Небо и горы (Инош) - страница 16

Но окончательно Денис сразил всех своей запасливостью, когда достал специальный нож для вырезания сердцевины из яблок. И, что ещё более удивительно, тот таки пригодился.

– Не удивлюсь, если в твоём чудо-рюкзаке найдётся ядерная боеголовка, – усмехнулась Полина.

– Боеголовки нет, но пресс для чеснока имеется, – невозмутимо сказал тот, и все покатились со смеху.

– Когда мы пойдём в атаку на вампиров, достанешь его, – пошутила Полина.

– А также сам чеснок, – непроницаемо добавил мальчик, чья непробиваемая серьёзность не пошатнулась от всеобщего веселья.

– Химическая атака вампирам обеспечена! – От смеха Ирина легонько склонилась на плечо Полины – тёплым, почти невесомым касанием своего полувоздушного, изящного тела.

– Да уж, ни один кровосос живым не уйдёт. Тут и боеголовки не нужно, когда есть головка чеснока.

Полине хотелось продлить это соприкосновение – такое земное, доверительное, перекинувшее между ними мостик близости.

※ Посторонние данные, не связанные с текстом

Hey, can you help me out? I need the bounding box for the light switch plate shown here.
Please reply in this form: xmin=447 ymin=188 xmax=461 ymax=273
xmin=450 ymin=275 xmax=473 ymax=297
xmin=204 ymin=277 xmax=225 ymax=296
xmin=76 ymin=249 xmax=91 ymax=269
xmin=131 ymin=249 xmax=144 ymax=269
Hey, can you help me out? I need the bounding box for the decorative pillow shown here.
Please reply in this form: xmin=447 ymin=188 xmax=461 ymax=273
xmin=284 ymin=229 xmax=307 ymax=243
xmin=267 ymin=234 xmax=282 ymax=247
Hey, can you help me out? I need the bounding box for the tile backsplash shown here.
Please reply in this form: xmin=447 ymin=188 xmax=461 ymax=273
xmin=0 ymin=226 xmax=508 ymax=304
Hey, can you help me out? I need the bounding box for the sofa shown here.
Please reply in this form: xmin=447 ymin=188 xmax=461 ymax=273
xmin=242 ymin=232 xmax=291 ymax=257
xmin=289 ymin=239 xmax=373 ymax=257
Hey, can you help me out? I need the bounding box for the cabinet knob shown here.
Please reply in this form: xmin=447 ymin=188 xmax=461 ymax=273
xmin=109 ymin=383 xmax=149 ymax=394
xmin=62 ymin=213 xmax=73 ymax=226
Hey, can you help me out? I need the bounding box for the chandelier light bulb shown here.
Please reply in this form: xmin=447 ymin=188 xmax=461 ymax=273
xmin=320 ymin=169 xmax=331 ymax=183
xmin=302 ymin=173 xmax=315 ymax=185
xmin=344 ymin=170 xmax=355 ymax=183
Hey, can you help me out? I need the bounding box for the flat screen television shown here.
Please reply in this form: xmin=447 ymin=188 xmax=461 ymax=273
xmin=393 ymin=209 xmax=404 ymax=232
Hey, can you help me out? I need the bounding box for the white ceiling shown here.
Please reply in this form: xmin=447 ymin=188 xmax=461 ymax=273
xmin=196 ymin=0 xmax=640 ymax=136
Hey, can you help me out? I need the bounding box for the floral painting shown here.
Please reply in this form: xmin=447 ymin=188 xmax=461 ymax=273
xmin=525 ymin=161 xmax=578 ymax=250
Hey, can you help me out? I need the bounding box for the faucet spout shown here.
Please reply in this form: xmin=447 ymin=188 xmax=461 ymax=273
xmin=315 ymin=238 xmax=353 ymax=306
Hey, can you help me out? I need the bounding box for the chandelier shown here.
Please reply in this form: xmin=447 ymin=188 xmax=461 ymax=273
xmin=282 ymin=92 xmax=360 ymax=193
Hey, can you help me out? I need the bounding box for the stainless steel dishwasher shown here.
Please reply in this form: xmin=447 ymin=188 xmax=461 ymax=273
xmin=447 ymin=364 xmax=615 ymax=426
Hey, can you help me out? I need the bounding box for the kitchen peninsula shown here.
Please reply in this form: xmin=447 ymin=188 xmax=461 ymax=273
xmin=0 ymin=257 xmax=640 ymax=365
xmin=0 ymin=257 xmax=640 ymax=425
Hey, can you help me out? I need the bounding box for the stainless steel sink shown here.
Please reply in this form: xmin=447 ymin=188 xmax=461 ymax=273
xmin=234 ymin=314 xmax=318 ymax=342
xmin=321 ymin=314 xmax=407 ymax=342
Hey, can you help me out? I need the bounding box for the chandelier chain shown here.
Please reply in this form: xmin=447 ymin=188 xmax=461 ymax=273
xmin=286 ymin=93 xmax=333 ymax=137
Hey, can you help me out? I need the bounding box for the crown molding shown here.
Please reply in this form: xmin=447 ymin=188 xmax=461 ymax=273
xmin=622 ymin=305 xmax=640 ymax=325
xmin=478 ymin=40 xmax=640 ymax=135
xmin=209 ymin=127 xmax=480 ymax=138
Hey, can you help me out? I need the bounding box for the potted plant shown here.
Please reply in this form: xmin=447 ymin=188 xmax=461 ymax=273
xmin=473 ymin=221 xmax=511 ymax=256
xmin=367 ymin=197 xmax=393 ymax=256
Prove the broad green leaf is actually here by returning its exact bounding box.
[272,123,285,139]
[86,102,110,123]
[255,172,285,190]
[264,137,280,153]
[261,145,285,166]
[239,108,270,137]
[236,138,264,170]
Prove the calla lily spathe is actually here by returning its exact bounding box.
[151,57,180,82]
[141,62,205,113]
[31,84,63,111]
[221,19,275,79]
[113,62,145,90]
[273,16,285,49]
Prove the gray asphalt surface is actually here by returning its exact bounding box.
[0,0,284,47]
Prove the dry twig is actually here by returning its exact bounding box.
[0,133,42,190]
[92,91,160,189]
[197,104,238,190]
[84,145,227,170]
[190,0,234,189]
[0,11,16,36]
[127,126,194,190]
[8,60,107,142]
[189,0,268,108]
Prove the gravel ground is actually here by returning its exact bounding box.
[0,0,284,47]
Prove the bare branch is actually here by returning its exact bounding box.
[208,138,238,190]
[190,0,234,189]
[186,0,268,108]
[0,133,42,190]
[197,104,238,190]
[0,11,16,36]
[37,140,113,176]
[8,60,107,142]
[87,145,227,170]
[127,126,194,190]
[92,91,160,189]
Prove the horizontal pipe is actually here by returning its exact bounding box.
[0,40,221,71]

Этот поход оставил в душе чувство незавершённости и неудовлетворённости, жажды чего-то большего. Они с Ириной простились друзьями, но в воздухе звенела какая-то иная, более глубокая струнка. Её надрывный звук заставлял развернуть машину и мчаться вслед за поездом, уносившим Ирину в её родной город... Но Полина поехала домой.

Она зарегистрировалась на сайте Ирины и рассказала в личном сообщении свою историю с матерью Нади.

«Меня не отпускало чувство, что я сама, своими руками уложила любимую женщину в могилу. Если бы я тогда позволила ей остаться... кто знает? Всё было бы иначе. Может быть, она и не заболела бы... И была бы сейчас жива».

Ирина ответила, и у них завязался долгий разговор, который как-то незаметно перенёсся в электронную почту, а потом в Скайп. Полина снова видела её и слышала её голос, и подспудное чувство оформлялось, проступало из глубин души чёткими очертаниями: да, ей нравилась Ирина. Не как психолог, а как женщина. В этом чувстве не было той молодой остроты, перешедшей в мучительную ненасытность, которая сопровождала её любовь к матери Нади; это была, скорее, жажда покоя, желание тихого счастья. Тихая гавань на коленях у прекрасной женщины. Да, склонить голову на колени Ирины – и выспаться... Выспаться за все долгие годы бессонницы, подхлёстываемой походами и горными восхождениями. Что её туда гнало? Какой-то дух беспокойства, непоседливости. Кто-то плачет, а кто-то выматывает себя физически. Апогей боли настал, когда Надя однажды ночевала у Полины, и та, сидя возле спящей девушки, так похожей на свою мать, говорила в молчаливую, но внимательно слушающую пустоту. Не вслух говорила, а в своём сердце, роняя несуществующие, не выплаканные, замёрзшие в горных ледниках слёзы.